CONTESTED BODIES, CONTESTED CITIES: (POST)MIGRANT YOUTH, CONTINGENT CITIZENSHIP AND THE POLITICS OF CAPOEIRA AND PARKOUR IN TURIN, ITALY

ABSTRACT

Urban space in contemporary Italy are currently contested sites where competing images of society, politics and citizenship are constructed and negotiated. While at a national level widespread xenophobic discourses classify migration as a security and public order problem, and define immigrants and their children as alien bodies in Italitan Cities, at a local level the leadership and cultural entrepreneurs of Turin based the city urban renewal on an image of  multiculturalism and inclusiveness with the aim to attract visitors and capital investments.
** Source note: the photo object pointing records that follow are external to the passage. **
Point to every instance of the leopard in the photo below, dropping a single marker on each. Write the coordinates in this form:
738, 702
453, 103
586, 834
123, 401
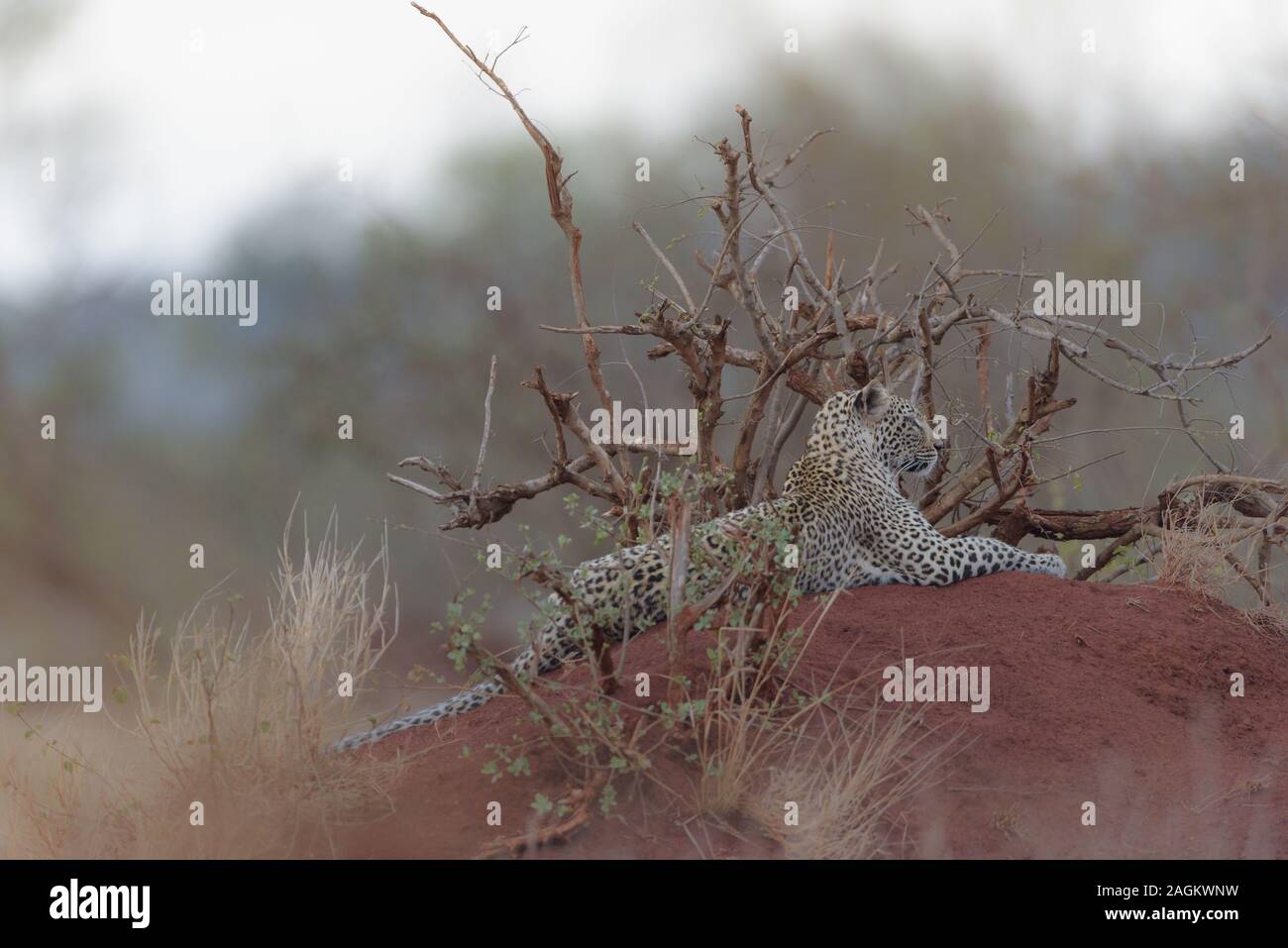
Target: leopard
844, 509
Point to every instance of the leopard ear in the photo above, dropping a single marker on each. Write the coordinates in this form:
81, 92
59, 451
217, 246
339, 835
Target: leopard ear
872, 401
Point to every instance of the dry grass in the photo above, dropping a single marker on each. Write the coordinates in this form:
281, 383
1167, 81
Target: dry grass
850, 784
763, 745
235, 720
1220, 566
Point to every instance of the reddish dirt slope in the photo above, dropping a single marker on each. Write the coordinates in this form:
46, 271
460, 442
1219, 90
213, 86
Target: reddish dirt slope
1113, 694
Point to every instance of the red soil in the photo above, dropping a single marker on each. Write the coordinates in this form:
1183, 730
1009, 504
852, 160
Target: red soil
1113, 694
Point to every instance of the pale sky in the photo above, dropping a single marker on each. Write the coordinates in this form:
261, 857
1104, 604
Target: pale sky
210, 110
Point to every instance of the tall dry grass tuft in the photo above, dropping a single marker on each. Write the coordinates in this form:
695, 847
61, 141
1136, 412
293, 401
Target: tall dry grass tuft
235, 720
764, 742
849, 784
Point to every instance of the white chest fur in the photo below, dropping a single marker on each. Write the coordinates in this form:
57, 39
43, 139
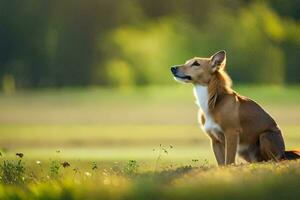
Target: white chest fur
201, 94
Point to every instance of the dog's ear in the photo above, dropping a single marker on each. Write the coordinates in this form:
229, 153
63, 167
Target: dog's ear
218, 60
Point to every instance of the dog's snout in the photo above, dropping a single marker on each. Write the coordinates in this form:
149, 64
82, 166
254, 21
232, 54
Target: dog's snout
174, 69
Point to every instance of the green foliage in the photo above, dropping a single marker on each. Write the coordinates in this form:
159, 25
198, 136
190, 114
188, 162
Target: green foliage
141, 42
54, 169
12, 172
131, 168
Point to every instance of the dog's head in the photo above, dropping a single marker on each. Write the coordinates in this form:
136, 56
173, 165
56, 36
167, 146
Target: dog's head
199, 70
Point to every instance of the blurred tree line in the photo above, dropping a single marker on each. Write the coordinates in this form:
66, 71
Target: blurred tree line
55, 43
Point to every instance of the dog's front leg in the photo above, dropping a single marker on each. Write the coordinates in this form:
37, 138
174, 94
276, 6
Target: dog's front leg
231, 143
219, 151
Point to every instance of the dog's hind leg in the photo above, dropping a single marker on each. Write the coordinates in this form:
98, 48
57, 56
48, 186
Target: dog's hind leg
271, 146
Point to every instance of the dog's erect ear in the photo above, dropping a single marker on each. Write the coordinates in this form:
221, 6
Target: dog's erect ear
218, 60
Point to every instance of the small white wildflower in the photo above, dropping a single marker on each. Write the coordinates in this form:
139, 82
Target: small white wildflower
87, 173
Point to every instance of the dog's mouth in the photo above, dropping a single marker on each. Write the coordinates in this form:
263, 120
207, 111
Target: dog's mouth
184, 77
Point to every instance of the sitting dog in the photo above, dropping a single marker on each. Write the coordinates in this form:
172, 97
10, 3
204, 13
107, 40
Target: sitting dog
234, 123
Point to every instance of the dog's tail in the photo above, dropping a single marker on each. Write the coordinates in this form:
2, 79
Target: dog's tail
292, 155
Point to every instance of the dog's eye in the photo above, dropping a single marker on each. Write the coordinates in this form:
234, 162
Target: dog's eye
195, 63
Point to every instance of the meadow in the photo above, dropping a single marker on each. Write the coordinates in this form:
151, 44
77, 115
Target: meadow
133, 143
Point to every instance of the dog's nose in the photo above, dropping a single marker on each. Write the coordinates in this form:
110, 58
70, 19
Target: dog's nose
174, 69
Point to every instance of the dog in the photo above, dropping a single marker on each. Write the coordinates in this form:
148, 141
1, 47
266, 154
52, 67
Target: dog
235, 124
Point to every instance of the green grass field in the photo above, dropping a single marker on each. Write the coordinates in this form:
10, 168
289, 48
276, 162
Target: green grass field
107, 128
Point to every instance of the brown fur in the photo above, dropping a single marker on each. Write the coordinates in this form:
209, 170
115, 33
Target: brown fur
246, 128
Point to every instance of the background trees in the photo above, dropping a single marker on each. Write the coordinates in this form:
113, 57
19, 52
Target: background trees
76, 43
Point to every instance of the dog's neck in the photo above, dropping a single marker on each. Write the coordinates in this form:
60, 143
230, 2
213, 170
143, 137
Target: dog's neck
208, 95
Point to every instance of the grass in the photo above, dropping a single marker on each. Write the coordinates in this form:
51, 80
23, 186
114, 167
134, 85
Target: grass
141, 143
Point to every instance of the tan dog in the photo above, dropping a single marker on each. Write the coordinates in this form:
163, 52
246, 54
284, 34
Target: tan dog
235, 124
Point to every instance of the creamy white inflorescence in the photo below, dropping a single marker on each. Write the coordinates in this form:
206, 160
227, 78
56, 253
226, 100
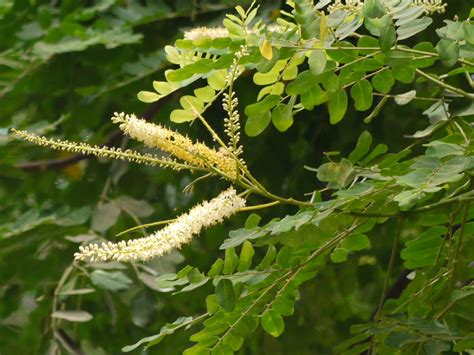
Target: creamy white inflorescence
181, 147
173, 236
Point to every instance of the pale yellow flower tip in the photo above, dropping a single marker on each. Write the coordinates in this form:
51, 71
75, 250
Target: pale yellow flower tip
173, 236
181, 147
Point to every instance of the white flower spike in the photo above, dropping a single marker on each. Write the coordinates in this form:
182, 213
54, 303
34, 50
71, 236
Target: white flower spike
173, 236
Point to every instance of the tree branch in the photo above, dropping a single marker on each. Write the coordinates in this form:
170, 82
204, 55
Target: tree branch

As the intersection of such discourses shape the manifold ways through which (post)migrant bodies become represented perceived and addressed in contemporary Turin, this paper will address how such dynamics are negotiated by group of children of migration between 16 and 21 years old practicing capoeira and parkour in Turin public spaces. The focus on capoeira and parkour, two lifestyle sport which emplace the body in public space, enabled this study to highlight how group of (post)migrant youth used these practices to negotiate spaces and processes of inclusion, and exclusion, in Turin’s citycape. Capoeira and parkour represented meaningful sites of analysis, as practices wrought with contradictions indicative of current trends within Turin’s urban politics. Both disciplines are abundantly endorsed by public-private events celebrating Turin’s renewal, vibrancy and diversity. However, the participants’ engagement with capoeira and parkour in Turin’s regenerating citycape, enable to illuminate the shifting meaning of citizenship in the context of research, and articulate it to the reciprocal constitution of bodies space, and power relations in less-than-coherent assemblage of neoliberal urban regeneration.